Academics call on New Zealand to regulate AI as Brookings issues guidance
A pair of academics from the University of Otago are calling for the New Zealand government to establish a new independent regulator to monitor artificial intelligence technologies and address risks associated with their use by government agencies. In a post to The Conversation, Postdoctoral Fellow John Zerilli and Associate Professor in law and ethics Colin Gavaghan say the country is a leader in government AI, but concerns about transparency, meaningful human control, data protection and bias must be addressed.
Their 92-page report (PDF) considers the current state of New Zealand law and government AI practice. The researchers recommend the creation of a public register for predictive algorithms used by the government, perhaps along with explanation systems, as well as consideration of the legal status of inferred data.
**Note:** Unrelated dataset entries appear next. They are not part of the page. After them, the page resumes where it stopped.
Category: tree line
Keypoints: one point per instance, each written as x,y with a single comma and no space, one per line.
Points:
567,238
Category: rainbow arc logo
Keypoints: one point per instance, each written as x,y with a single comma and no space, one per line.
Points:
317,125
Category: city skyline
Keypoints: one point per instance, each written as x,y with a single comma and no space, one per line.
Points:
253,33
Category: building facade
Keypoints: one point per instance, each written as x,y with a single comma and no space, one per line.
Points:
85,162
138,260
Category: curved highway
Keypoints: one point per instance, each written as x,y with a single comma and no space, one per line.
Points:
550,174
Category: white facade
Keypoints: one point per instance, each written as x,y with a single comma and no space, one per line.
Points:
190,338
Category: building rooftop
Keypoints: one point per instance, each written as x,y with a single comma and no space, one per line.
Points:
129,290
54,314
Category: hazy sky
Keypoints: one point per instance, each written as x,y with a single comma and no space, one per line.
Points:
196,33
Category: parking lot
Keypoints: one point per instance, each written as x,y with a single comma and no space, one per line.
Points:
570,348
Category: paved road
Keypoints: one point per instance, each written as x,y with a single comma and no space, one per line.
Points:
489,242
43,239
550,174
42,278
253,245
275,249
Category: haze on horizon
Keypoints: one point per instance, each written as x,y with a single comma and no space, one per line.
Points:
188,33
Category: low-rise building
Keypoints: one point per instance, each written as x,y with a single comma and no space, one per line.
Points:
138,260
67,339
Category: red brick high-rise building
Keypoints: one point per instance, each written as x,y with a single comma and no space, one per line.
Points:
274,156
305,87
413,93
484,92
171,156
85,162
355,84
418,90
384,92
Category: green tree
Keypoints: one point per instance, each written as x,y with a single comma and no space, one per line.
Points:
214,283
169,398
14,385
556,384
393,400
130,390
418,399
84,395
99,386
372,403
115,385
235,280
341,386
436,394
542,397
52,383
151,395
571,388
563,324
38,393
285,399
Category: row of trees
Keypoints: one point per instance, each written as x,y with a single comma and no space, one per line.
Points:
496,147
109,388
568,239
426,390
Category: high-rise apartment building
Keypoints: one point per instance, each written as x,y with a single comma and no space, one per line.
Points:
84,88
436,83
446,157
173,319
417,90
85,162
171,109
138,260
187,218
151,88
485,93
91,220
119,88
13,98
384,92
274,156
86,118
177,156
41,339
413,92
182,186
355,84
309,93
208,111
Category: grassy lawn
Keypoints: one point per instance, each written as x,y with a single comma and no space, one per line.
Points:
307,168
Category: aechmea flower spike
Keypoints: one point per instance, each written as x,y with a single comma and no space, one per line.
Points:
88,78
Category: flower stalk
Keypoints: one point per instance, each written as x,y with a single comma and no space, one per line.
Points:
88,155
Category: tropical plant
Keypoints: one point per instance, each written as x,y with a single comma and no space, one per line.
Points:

The risk of bias and discrimination based on “dirty data” is also noted, along with the possibility of mitigating this risk by including results for specific sub-populations in public evaluation of AI tools.
Bias is also dealt with in a report on “Algorithmic bias detection and mitigation: Best practices and policies to reduce consumer harms” from the non-profit Brookings Institution. The Brookings report argues that operators and other stakeholders need to proactively address factors which contribute to bias.
To aid that effort, a framework for “algorithmic hygiene” is presented, identifying some specific causes of bias, along with best practices to deal with them. The goal of the report, the authors write, is to juxtapose the concerns of computer programmers and industry with those of policy makers and civil society. More than 40 thought leaders from across industry, academia, and civil society contributed to the report and framework.
Recommendations include updating laws to apply to digital practices, implementation of a set of self-regulatory best practices, and a system to improve algorithmic literacy and promote feedback between industry and civil society.
The report presents examples of algorithmic bias, describes bias detection strategies, and discusses the trade-offs between fairness and accuracy. It emphasizes the importance of ethical frameworks, and offers proposals for bias mitigation. A template for a bias impact statement, consisting of 16 questions, is also provided.
In concluding, the authors warn that the use of algorithms in the U.S. criminal justice system are likely to perpetuate bias and result in longer prison sentences for African-Americans and poor people.
“As outlined in the paper, these types of algorithms should be concerning if there is not a process in place that incorporates technical diligence, fairness, and equity from design to execution,” the authors write. “That is, when algorithms are responsibly designed, they may avoid the unfortunate consequences of amplified systemic discrimination and unethical applications.”
The problem of potential AI bias has received increasing attention over the past couple of years, and a Forbes editorial recently suggested that some companies may need to consider creating a “Chief Bias Officer” position to combat it.